My last pastor had plenty of things to take his mind off of God’s work – a boat, a yacht club membership, several ATVs, a game room, all in a brand new 4 bedroom house he had built with the money “given to God” by his faithful tithers, most of whom were living in run-down rented trailers or HUD housing.

KNOWITALL's avatar

@thorninmud I’ll admit that some damage was done to me by one, one that I loved like a Father. It felt like the worse betrayal because he was on this pedestal for me. I guess I tend to think of priests/ preachers as different though, because they were chosen by God, a form of divinity.

@Seek_Kolinahr Really nice, geesh. Reminds me of Jesus telling his apostles to leave everything and follow him. I know that people have a problem with Catholics because of money, ostentatiousness, and I’ll admit that anytime I see a really rich church it kind of turns me off. One here, an AOG, has gold leaf on the walls, it’s ridiculous.

elbanditoroso's avatar

@thorninmud – fine and informative answer. I think that your outllook is the antithesis of the way that many preachers act—as @Seek_Kolinahr noted, there are all too many preachers who effusively display material goods – they are in it for aggrandizement, not for spirituality.

And don’t get me started on the folks who espouse the “prosperity gospel”.. ....

thorninmud's avatar

@KNOWITALL Yeah, see, I wasn’t chosen by God or any form of divinity. I ended up in this position in much the same way I ended up with my day job: I had enough of the requisite skills and was available when the need arose. Nothing more than that, really.

KNOWITALL's avatar

@thorninmud Yeah, we’re not taught that way, it has to be a ‘calling’ from God specifically to you.

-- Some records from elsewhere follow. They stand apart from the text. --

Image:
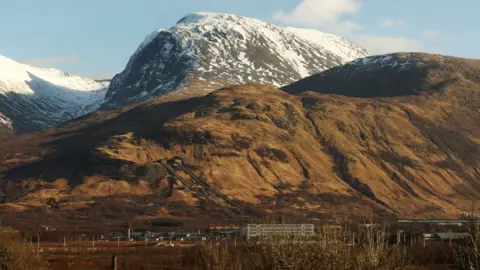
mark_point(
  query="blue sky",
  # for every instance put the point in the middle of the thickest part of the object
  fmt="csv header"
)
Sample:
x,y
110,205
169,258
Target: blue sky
x,y
95,38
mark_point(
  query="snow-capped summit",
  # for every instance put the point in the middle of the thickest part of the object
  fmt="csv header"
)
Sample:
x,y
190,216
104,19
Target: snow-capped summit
x,y
214,49
33,98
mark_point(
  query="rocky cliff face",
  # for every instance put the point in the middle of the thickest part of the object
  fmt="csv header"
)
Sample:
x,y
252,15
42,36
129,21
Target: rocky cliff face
x,y
222,49
266,151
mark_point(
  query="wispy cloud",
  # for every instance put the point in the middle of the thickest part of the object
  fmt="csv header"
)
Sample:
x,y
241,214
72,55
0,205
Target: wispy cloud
x,y
432,33
320,13
391,23
51,61
329,15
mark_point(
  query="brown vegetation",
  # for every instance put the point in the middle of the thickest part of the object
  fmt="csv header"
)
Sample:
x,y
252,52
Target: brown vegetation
x,y
306,155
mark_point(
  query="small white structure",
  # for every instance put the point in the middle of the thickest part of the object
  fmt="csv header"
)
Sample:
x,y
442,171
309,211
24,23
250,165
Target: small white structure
x,y
255,230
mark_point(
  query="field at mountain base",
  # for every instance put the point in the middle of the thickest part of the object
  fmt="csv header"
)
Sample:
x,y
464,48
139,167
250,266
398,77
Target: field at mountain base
x,y
300,154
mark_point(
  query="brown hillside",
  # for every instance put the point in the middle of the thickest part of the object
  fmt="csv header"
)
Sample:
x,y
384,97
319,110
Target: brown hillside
x,y
267,151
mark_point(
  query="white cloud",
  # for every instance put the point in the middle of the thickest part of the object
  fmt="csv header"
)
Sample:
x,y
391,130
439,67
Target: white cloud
x,y
432,33
391,23
49,62
318,13
328,15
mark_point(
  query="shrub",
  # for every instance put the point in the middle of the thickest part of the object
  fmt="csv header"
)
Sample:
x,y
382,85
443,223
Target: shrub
x,y
16,253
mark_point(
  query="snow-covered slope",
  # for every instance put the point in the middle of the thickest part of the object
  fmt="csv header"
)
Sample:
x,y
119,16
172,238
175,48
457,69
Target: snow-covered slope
x,y
34,98
217,49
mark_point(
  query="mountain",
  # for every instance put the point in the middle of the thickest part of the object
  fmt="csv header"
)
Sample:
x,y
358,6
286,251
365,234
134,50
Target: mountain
x,y
33,98
411,150
208,50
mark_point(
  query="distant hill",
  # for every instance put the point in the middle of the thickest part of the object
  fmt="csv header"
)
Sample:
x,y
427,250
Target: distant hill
x,y
403,151
221,49
33,98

In the book Up From Slavery by Bookter T. Washington he addresses this issue specifically saying that a lot of freed slaves sought to raise themselves by becoming pastors so they didn’t have to work manual labor and still got paid well. He did not condone it at all and sought to rectify that situation.

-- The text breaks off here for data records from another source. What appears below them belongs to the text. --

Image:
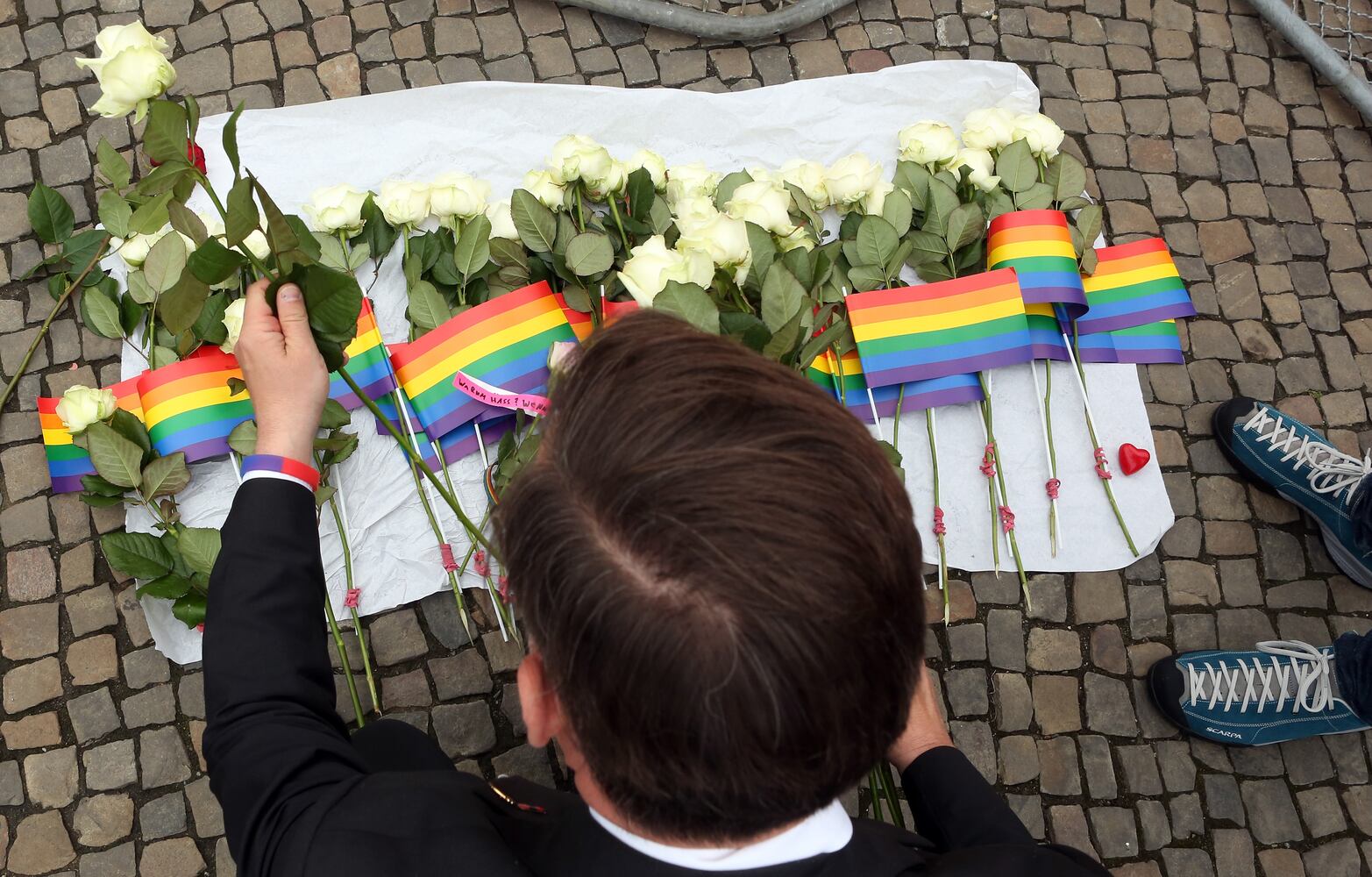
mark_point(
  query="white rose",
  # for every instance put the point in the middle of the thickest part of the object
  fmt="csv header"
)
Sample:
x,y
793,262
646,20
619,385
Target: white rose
x,y
762,203
502,224
82,407
403,202
810,179
689,182
983,168
722,238
132,70
457,196
337,209
653,164
692,213
233,323
577,157
988,129
1041,132
928,143
652,265
544,187
851,179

So may I ask what qualifies you to be a Zen priest? From my own studies, I’ve found Zen is not easily mastered so that’s very interesting.

thorninmud's avatar

@KNOWITALL To get into that, I should distinguish between becoming a Zen priest and becoming a leader in a Zen community. Zen ordination (becoming a priest) is roughly analogous to marriage: both a commitment and a renunciation. You take on a commitment to see the Zen path through to the end (knowing that there is no end), and you give up on the whole “Me” enterprise. There’s no particular training regimen that has to proceed that, any more than there is before a commitment to marriage; but like marriage, it requires deep soul-searching if it is to mean anything.

But in our outfit, being a priest doesn’t qualify you to lead a community. That’s an entirely different thing. Massive amounts of prior training involved. But it’s all training that just comes with being a Zen practitioner anyway. You don’t set out to become a Zen teacher. Most Zen teachers through history have been thrust into that position despite a great deal of reluctance on their part. That was certainly my experience.

KNOWITALL's avatar

@thorninmud Thanks!

“Bodhidharma said that Zen is “direct pointing to the mind.” Understanding is gained through intimate experience, not through intellect or expository prose. Words may be used, but they are used in a presentational way, not a literal way.”

thorninmud's avatar

@KNOWITALL Yep, that’s how it works.